Living at Mexico’s Pace

When people hear I moved to Mexico, they assume I’m one of three things. I’m a silver-haired beach bum with a pension and a strong opinion about the best birria recipe. I’m a digital nomad trying to find Wi-Fi in the jungle while “finding myself.” Or I’m running from the law and three ex-spouses.

Sorry to disappoint, but I’m none of those.

I have a full-time job I’m exceptionally good at. I write community features and hard-hitting news stories from a makeshift office that I move from outside or from room to room to coincide with my cat’s favorite sunbeam. I also own and run my own business, and I organize that with passive-aggressive Post-it notes. And then there’s my travel blog. That's my creative outlet, my mental escape, and my excuse to take too many pictures of street food.
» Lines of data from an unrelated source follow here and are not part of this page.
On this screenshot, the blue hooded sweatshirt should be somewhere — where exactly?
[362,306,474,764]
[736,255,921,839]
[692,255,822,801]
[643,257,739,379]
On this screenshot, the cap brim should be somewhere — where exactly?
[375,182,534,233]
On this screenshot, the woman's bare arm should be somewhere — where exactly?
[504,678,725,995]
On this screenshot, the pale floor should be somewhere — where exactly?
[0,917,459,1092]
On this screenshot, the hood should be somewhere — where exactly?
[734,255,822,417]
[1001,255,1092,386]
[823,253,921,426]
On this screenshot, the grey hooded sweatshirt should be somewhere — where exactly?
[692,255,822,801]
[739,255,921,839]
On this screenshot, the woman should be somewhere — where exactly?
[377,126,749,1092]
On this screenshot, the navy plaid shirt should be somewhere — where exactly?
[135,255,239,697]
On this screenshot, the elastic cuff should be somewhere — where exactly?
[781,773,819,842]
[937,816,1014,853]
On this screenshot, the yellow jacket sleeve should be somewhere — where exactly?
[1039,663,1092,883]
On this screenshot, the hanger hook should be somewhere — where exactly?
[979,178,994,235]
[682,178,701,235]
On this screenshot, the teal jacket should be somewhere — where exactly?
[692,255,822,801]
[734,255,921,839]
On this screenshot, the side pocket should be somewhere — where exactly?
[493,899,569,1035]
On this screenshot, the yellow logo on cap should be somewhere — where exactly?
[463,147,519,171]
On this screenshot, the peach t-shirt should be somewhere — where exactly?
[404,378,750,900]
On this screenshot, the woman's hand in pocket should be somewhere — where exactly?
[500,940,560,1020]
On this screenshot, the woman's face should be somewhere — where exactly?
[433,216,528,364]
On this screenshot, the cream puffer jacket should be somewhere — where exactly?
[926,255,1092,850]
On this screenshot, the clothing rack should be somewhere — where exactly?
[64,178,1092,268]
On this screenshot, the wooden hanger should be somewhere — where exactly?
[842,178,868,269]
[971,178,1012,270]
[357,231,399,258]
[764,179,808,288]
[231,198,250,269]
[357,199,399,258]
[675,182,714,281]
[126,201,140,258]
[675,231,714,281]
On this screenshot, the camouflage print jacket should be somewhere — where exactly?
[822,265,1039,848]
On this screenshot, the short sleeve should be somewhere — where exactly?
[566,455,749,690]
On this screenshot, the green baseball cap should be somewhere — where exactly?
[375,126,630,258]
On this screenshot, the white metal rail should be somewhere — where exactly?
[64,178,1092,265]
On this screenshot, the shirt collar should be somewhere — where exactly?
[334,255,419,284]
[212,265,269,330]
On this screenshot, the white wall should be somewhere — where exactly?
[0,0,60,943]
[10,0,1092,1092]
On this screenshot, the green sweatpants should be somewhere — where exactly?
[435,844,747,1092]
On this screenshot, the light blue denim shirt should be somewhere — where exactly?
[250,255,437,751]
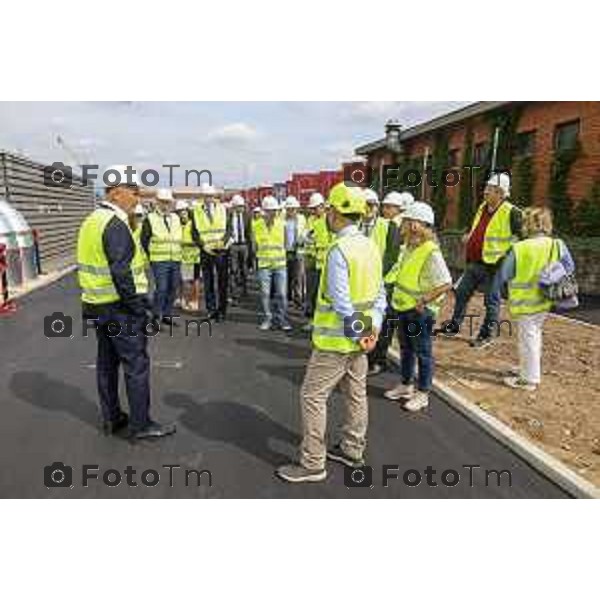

But even with all that going on in my daily life, I’m not burned out anymore. Because, inexplicably, slowing down has become my default setting. And I didn’t choose that. Mexico did it to me. It forced me to stop racing through life and to instead start living it. And honestly? I’m not mad about it.

Back in the States, my life was full speed all the time. If I weren’t juggling emails, meetings, invoices, or to-do lists, I felt like I was failing. Even the vacations I went on were just relocation stress. The same chaos, just in different time zones.

I believed in the holy trinity of modern life: More! Faster! Now! “Sleep is for the weak.” “Hustle harder.” “You can rest when you’re dead.” “Baller’s gotta ball!” These were actual thoughts I had. I remember once answering emails from my hospital bed after an emergency gall bladder removal surgery. I remember I thought that was somehow a normal thing to do.

And then I moved to Mexico.

There’s a famous saying here, “Mañana, mañana.” It technically means “tomorrow,” but what I think it really means is “not today, and probably not tomorrow either, but maybe someday when the stars align between now and the end of the Mayan calendar.”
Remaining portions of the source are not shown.